Not to mention the so eagerly awaited technological breakthroughs which should solve the present problems of intermittent access to renewable energies: the low energy density produced per unit surface by a renewable energy plant and the inherent intermittence of the latter’s availability.
Such a transition would be quickly possible, as per a British study from two years ago, only if we all were amenable to cut our energy consumption by 60%! Rather unlikely…
It is true that the capitalist economic system, based on accumulation, won’t be able to last forever, if it keeps relying on fossil fuels. We can debate this, of course. More realistically, for the time being, our attention ought to focus on moderating the harshness of the present geopolitical situation.

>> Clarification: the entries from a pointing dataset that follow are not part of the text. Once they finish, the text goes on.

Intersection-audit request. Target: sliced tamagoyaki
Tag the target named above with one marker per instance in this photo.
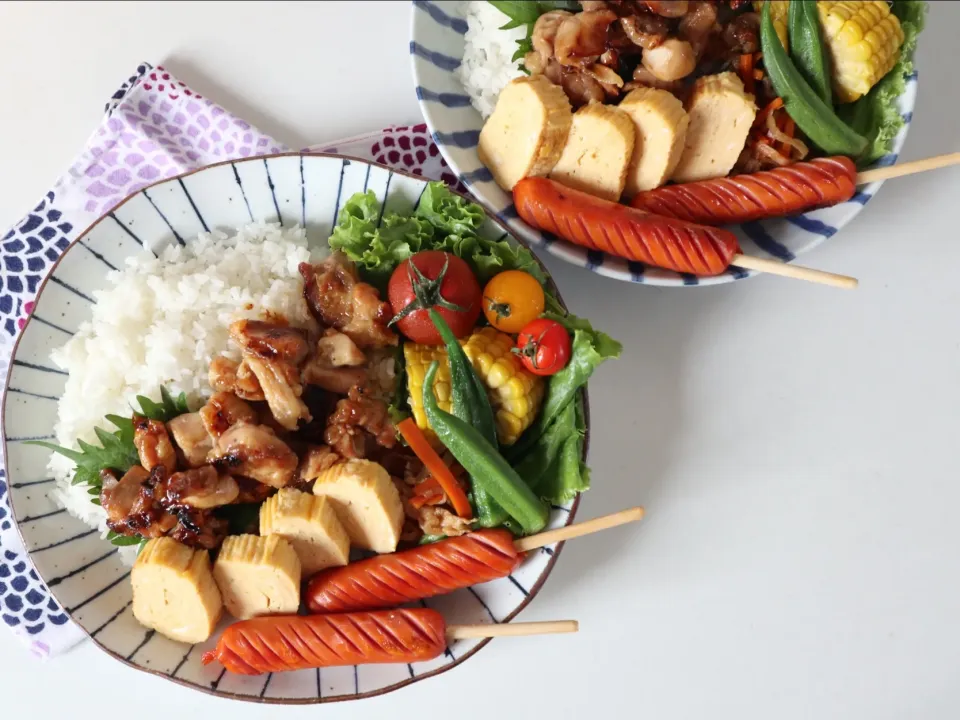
(526, 132)
(661, 124)
(721, 114)
(598, 151)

Author’s comments: we have already reported some time ago the foolishness of the political decisions that are drawing us beyond the economical and political no turning back point, making Russia, our main energy supplier, our political and military enemy, for matters concerning only Russia and neighbouring Ukraine, together with its extremists and authoritarian regime (no less authoritarian than the Russian government, perhaps even worse and we hold ourselves accountable for such statements) by which Ukraine is led, put in office and financially backed by the Unites States, as they have openly conceded. Now someone is waking up and suggesting that, perhaps, opening a negotiation would be hopeful, only after the stranglehold of electricity bills has woken them up. The balance and sharpness of such analysts as Floros would be a blessing for the public debate, if only they could find some space in the mainstream. Which then would not be mainstream, past that point.
We think that the high-level view we have offered does not need any comments, just as the common thread running through the pieces jumps to one’s attention immediately.
Perhaps we may add that, as we have mentioned elsewhere, to the present ongoing worsening of negotiations with Russia we would prefer a softer attitude, as Italy and as Europe. So much more so in the light of the fact that, studying Ukraine’s post-war history, one can easily surmise that western mistakes have been plentiful and abhorrent and that the presence, in Kiev, of such a Russian-blood-thirsty regime, which is in plain sight for anybody willing to be properly informed and to look beyond the smoke curtain waived by the puppet leading it, is not going to be beneficial to anybody but those who hope for a weakened and fragmented Europe.